Charles has a burgeoning career as an educator and academic. While in London, he taught 2 days a week at the Royal College of Music in London, one of London’s international level conservatoires, where he was Area leader for Aural training, taught history and arranging, and was Professor of Jazz Piano and directed the Royal College of Music Big Band. Since completing his Ph.D. in 2001, he has written a critically acclaimed book 'Jazz Piano from Scratch', and a number of important academic articles, including the chapter on Jazz Education in the recent Oxford Companion to Jazz.

He was Lead Jazz Consultant to the Associated Board for ten years from 1996, helping design new exam syllabuses in jazz worldwide. He also trains and moderates examiners and adjudicators, facilitates workshops and seminars for classroom and instrumental teachers and was nominated for a prestigious national Jazz Parliamentary Award in 2005 for services to jazz education. In the past 10 years, he has toured internationally, adjudicating, examining and doing workshops for teachers in the UK, the US, New Zealand, Australia, Malaysia and Singapore.

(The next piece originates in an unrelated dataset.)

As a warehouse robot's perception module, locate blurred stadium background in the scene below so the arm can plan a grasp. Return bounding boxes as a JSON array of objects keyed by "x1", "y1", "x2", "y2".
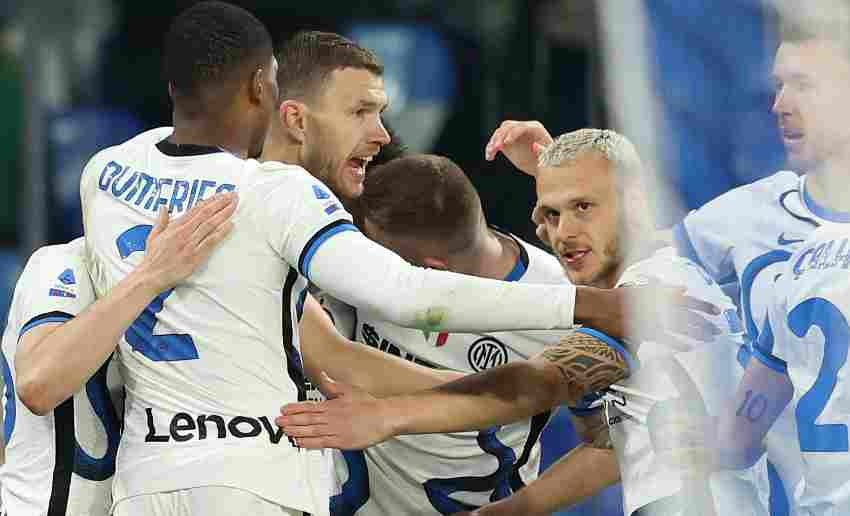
[{"x1": 0, "y1": 1, "x2": 792, "y2": 515}]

Committed to the cause of gay rights, Charles has been with his Singaporean Indian partner now for 15 years. Both have benefited from the power of gay activism. Early in their relationship, they were part of the ‘Stonewall Immigration Group’, a political organisation that eventually won its campaign for the UK government to allow the foreign national in a same-sex couple to be allowed ‘resident’ status in the UK on the basis of their relationship.

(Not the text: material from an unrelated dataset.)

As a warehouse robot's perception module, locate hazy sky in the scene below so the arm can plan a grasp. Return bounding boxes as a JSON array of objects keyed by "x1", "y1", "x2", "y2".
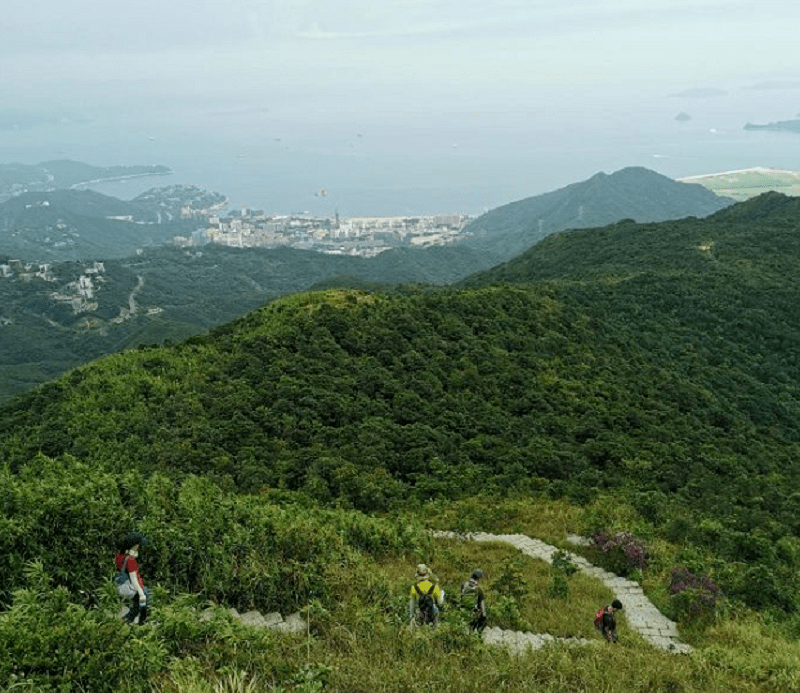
[
  {"x1": 3, "y1": 0, "x2": 799, "y2": 119},
  {"x1": 2, "y1": 0, "x2": 799, "y2": 214}
]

Chip Prince, NYCGMC accompanist. As a seventh-grader in Lancaster, New Hampshire, Chip was roped into playing the piano for his junior-high chorus and liked it so much that he continued accompanying choirs through high school and "far too many years of college" at Brigham Young University. Since then he has conducted and played keyboards in Broadway and Off-Broadway shows such as Les Misérables, Ragtime, Fermat's Last Tango, Grey Gardens, The Fantasticks, Titanic, and Baz Luhrmann’s La Bohème. Between Broadway gigs he collaborates with cabaret artists Evangelia Kingsley and Mary Setrakian as music director/pianist. Chip has recently sung tenor professionally as a member of the 2006 Bard Festival Chorus. As an amateur he has sung with Harold Rosenbaum’s Canticum Novum Singers (including appearances in Peter Schickele’s P. D. Q. Bach concerts), the One World Symphony Chorus, the New York City Gay Men’s Chorus, and Nelly Vuksic’s Americas Vocal Ensemble. Chip’s partner of over ten years is John Bauder.

Tom McGillis has been the principal sign language interpreter for NYCGMC since 1988. His other artistic signing credits include Christmas Revels and several productions with Very Special Arts Theatre Company, the George Street Playhouse and the Paper Mill Playhouse. Tom has voice-interpreted signed productions, including Progress at the Hudson Guild Theatre and Handstone Productions' Anna and Danilo. He studied artistic interpretation at the Juilliard School. He has presented workshops for GALA Choruses, addressing interpreting issues for choral performances. By day, Tom is Vice President of Human Resources for Guideline, Inc., a global business advisory firm. Tom also serves on several business advisory boards, and is a dedicated advocate for individuals with disabilities, in employment, education, and the arts.